In the mid-1970s, Charles joined musician and songwriter John David to form a group, Airwaves, as drummer. The group recorded the albums New Day and Next Stop in 1978 and 1979, respectively. In 1978, they also had a minor hit, "So Hard Livin' Without You" (U.S. #62).

In 1981, he had a long stint with Dave Edmunds including D.E. 7th, Information, Riff Raff and I Hear You Rockin'. He also drummed on albums by Bryn Haworth (Pass It On) and Sheila Walsh (Future Eyes), before joining Latin Quarter and playing with Andy Fairweather-Low and Hugh Masekela. He also engineered Power Supply, by Budgie, their eighth studio album.

By 1985 he was undertaking more engineering, including albums by Jeff Beck (Flash), The Fabulous Thunderbirds (Hot Number), Nick Lowe (Pinker and Prouder than Previous and Party of One) the Stray Cats and Nelson Rangell.
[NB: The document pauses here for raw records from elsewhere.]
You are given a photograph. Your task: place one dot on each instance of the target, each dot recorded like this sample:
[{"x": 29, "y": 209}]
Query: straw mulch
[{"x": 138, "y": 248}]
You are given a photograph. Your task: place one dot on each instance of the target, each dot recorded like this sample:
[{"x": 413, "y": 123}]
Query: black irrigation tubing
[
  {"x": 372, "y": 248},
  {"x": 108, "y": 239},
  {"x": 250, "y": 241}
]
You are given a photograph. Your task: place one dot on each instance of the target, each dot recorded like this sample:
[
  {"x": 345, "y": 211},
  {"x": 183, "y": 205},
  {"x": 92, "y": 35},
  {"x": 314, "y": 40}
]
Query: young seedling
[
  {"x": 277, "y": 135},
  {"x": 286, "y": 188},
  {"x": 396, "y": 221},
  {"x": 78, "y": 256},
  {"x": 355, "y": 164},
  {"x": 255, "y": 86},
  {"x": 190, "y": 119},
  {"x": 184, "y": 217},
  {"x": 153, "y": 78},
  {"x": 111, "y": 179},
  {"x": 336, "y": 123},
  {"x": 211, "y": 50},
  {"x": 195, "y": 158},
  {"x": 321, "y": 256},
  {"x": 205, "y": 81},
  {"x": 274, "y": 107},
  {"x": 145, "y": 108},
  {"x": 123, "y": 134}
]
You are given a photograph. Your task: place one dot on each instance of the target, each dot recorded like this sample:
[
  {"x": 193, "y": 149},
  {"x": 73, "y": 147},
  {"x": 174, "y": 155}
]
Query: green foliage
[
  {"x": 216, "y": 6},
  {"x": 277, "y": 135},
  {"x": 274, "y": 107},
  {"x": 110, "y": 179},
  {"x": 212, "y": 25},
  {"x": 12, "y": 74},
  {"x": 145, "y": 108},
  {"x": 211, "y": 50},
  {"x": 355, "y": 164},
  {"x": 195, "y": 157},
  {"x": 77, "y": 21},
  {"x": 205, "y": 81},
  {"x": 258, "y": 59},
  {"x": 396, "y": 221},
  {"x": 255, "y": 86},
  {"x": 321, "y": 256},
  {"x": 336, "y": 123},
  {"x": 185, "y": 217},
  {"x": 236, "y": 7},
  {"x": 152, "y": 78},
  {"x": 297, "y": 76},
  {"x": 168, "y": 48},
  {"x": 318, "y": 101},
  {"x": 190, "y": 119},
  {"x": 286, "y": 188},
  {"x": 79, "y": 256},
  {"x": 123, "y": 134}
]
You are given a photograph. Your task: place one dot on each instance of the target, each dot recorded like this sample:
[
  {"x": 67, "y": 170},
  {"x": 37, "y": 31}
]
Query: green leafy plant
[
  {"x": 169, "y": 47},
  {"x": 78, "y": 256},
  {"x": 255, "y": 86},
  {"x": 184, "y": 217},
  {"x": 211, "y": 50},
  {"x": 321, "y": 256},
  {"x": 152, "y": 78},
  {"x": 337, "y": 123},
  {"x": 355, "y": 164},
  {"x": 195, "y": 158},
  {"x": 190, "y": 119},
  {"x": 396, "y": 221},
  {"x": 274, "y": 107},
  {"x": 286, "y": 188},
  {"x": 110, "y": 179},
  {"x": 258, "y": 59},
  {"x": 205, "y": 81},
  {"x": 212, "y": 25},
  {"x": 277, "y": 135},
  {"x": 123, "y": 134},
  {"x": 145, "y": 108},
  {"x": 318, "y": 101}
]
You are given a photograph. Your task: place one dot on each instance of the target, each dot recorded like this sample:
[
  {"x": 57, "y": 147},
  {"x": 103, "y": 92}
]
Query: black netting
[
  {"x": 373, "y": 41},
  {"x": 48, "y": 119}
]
Having become known as an engineer, he recorded The La's album The La's, and worked with The Charlatans where his role changed from initially being the engineer, on The Charlatans, to becoming the producer on Tellin' Stories and numerous Charlatans singles.

In the 2000s, he has produced albums for Man, Paul Chapman and Dr. Feelgood.